Título: Ninguém pode ser meio honesto
Autor: Luciana Garbin
Fonte: O Estado de São Paulo, 28/08/2005, Metrópole, p. C1

O que faz alguém ser honesto? Pessoas apontadas como tal ressaltam o valor da criação familiar. "Ah, isso já vem do tronco velho, passa de pai para filho", conta o faxineiro Francisco Basílio Cavalcante. "Não importa se os outros são corruptos. Cada um tem de fazer sua parte, pois Deus olha por todos. Tem gente que até hoje diz que fui besta por devolver o dinheiro, mas não me arrependo. Sou feliz e durmo tranqüilo." Para a professora de Educação Física Milena Boni, de 23 anos, ser honesta numa entrevista de trabalho lhe tirou um peso. No começo do mês, ela se candidatou a uma vaga de assistente administrativa. Pediu então a uma amiga que arrumasse seu currículo. Que acabou "turbinando" o documento.

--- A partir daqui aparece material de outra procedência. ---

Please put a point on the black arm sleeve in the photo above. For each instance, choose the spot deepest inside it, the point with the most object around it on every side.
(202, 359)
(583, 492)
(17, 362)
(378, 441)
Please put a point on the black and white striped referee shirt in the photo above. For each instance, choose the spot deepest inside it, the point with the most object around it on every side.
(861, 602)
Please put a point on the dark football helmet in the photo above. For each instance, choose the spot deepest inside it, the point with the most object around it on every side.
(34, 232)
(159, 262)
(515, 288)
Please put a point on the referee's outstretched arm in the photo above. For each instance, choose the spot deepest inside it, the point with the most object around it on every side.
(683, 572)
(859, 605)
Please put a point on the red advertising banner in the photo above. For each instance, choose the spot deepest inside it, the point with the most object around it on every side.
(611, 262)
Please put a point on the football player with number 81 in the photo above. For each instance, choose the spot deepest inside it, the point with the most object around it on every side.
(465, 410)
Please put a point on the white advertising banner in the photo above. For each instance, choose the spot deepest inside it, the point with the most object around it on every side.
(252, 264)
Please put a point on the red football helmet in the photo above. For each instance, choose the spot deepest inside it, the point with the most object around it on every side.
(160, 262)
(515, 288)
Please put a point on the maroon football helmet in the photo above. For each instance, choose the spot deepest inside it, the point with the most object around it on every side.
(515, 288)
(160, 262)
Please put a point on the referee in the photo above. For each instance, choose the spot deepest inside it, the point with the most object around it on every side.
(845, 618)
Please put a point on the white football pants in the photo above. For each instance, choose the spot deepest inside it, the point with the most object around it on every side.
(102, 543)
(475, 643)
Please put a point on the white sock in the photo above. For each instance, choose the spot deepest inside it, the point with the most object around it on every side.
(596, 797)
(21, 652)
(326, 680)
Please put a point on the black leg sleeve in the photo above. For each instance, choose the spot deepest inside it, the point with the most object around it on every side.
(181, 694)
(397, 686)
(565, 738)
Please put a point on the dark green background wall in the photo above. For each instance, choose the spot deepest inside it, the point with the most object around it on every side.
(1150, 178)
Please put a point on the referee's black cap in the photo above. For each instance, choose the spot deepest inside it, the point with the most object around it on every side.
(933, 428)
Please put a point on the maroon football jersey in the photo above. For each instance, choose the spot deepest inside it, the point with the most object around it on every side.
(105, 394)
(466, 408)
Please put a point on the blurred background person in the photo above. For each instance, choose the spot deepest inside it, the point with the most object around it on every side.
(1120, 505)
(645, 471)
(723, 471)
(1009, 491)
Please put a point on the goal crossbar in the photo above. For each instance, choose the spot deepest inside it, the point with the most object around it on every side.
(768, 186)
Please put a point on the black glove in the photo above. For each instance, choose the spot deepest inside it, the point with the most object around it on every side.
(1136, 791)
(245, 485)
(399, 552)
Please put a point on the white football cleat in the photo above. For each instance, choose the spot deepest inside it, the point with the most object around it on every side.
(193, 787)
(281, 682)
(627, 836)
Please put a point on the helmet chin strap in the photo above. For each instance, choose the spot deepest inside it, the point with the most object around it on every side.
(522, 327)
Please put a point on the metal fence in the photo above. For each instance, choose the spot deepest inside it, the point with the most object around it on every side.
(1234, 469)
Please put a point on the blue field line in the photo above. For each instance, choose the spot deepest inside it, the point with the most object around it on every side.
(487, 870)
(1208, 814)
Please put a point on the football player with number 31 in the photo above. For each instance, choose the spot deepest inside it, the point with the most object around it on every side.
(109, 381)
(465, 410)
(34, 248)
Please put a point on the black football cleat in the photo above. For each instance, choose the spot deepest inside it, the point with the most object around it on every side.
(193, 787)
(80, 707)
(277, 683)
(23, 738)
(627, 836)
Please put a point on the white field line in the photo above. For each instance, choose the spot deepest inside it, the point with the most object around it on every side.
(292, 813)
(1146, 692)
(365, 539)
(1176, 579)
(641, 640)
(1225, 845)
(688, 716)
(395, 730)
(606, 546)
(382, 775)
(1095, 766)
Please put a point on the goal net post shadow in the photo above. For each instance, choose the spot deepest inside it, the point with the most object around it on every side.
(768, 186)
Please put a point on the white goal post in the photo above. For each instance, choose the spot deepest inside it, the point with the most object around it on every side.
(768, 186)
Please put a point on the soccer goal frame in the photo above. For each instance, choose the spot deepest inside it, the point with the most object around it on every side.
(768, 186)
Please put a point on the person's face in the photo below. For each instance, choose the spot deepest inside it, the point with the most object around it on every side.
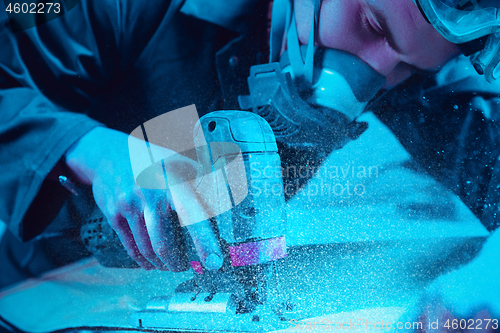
(390, 35)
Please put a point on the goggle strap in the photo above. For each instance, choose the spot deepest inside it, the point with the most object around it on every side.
(487, 62)
(309, 63)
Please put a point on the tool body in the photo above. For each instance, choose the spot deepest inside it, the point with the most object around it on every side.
(238, 157)
(238, 151)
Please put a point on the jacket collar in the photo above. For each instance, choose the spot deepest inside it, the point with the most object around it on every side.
(233, 15)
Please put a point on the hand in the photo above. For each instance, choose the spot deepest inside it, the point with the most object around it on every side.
(142, 217)
(472, 291)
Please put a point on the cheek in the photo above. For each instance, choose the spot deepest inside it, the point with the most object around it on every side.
(398, 75)
(338, 23)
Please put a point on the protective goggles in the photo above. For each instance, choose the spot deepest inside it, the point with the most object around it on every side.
(463, 21)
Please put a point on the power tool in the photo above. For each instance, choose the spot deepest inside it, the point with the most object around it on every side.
(243, 295)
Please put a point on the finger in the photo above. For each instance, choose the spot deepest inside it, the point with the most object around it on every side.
(139, 230)
(194, 215)
(122, 229)
(165, 236)
(206, 244)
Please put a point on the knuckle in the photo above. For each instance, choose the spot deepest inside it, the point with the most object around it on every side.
(149, 254)
(162, 251)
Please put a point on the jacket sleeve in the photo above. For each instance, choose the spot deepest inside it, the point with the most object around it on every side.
(50, 76)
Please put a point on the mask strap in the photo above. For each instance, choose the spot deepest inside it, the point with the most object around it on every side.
(293, 48)
(309, 63)
(280, 20)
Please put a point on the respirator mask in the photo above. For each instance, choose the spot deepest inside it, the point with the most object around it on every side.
(310, 95)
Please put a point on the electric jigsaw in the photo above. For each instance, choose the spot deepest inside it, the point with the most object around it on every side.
(243, 295)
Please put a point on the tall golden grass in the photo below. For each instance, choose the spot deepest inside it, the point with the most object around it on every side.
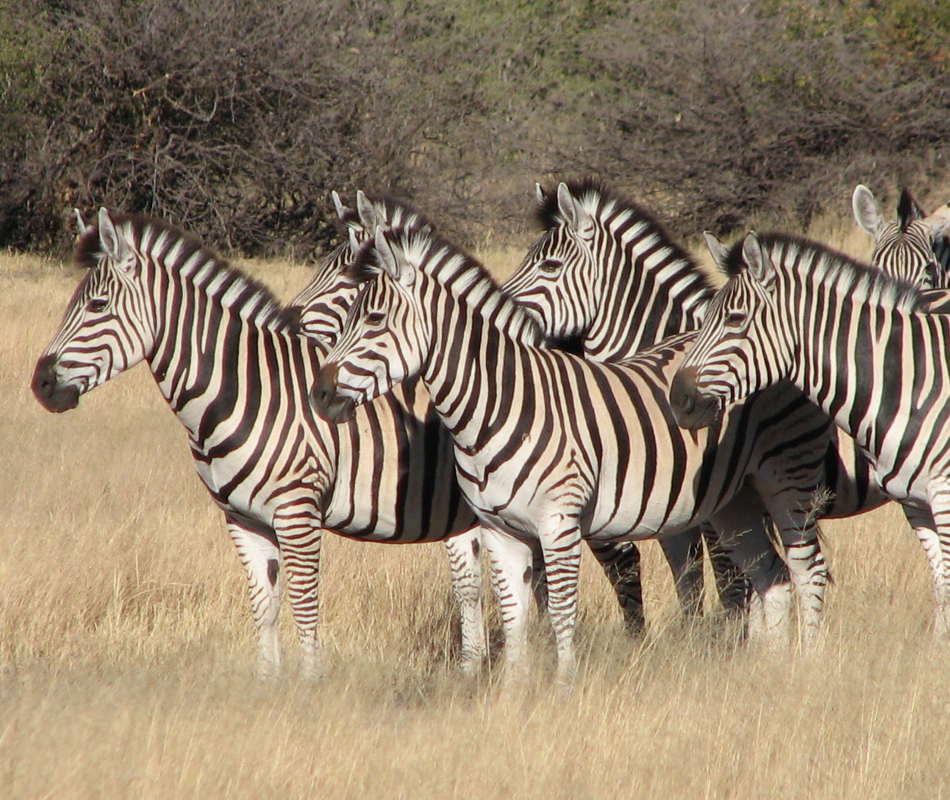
(127, 655)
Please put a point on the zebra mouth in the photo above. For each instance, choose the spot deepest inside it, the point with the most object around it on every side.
(691, 408)
(327, 401)
(51, 394)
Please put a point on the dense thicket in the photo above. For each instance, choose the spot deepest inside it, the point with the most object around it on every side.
(236, 118)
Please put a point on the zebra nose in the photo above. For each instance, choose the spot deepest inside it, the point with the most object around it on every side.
(47, 389)
(325, 399)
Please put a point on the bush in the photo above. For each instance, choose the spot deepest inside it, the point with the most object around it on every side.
(236, 119)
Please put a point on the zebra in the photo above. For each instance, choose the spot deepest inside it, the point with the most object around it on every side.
(915, 247)
(549, 448)
(322, 307)
(236, 372)
(860, 345)
(606, 271)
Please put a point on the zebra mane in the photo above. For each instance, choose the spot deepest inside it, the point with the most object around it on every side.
(451, 267)
(179, 251)
(831, 267)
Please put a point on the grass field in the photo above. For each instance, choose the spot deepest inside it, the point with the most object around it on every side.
(127, 655)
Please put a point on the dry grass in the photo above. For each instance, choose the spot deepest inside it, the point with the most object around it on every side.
(126, 654)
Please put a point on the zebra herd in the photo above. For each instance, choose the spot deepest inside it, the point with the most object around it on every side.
(403, 396)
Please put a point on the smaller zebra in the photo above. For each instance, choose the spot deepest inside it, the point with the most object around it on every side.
(859, 344)
(914, 248)
(234, 369)
(322, 307)
(549, 448)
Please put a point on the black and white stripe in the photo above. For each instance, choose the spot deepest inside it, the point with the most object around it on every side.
(861, 346)
(322, 307)
(549, 448)
(236, 372)
(913, 248)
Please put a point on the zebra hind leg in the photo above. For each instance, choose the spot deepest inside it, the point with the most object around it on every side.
(260, 558)
(620, 562)
(936, 545)
(684, 554)
(732, 585)
(465, 568)
(511, 575)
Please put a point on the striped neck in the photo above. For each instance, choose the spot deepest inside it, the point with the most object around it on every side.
(646, 289)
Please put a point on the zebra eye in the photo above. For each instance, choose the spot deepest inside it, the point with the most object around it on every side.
(736, 319)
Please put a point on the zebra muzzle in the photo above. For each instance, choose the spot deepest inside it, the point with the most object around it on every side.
(691, 409)
(326, 400)
(52, 395)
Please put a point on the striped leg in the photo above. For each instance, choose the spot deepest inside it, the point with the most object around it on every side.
(301, 536)
(808, 570)
(684, 554)
(936, 545)
(560, 537)
(511, 576)
(743, 536)
(260, 558)
(732, 585)
(465, 566)
(621, 564)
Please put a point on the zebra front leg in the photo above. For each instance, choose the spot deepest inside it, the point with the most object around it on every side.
(561, 542)
(732, 585)
(620, 562)
(684, 554)
(511, 574)
(258, 553)
(300, 535)
(465, 567)
(936, 545)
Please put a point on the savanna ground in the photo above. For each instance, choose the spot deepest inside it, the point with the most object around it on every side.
(127, 654)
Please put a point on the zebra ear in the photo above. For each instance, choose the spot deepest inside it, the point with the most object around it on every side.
(392, 258)
(760, 265)
(717, 250)
(113, 245)
(367, 212)
(573, 212)
(867, 212)
(907, 209)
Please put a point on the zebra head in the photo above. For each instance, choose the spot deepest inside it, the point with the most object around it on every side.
(554, 282)
(323, 304)
(106, 328)
(904, 249)
(383, 341)
(739, 348)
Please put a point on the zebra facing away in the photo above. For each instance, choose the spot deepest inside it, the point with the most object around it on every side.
(915, 248)
(604, 270)
(549, 448)
(859, 345)
(236, 373)
(322, 307)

Adventista, Milena diz ter aprendido com os pais que mentir não leva a nada e começou a passar mal mesmo antes da entrevista. "Os três dias anteriores foram terríveis. Já acordava ansiosa e vinha aquela voz de Deus: não, não, fala a verdade."

Depois do teste psicotécnico e da redação, chegou a hora da entrevista. Com seu currículo na mão, a entrevistadora começou a repassar sua experiência profissional. "Que tipo de compras você fazia nessa empresa?" Foi a primeira pergunta. Milena, que nem sequer havia trabalhado lá, engasgou. Na segunda, a mesma coisa. Na terceira, decidiu contar que nunca havia trabalhado na empresa e tinha coisa inventada no currículo. A entrevistadora gostou da atitude. "Ela me disse: admiro sua honestidade, são raras as pessoas que fazem isso." O resultado da seleção ainda não saiu, mas Milena está confiante. Dizer a verdade foi um alívio.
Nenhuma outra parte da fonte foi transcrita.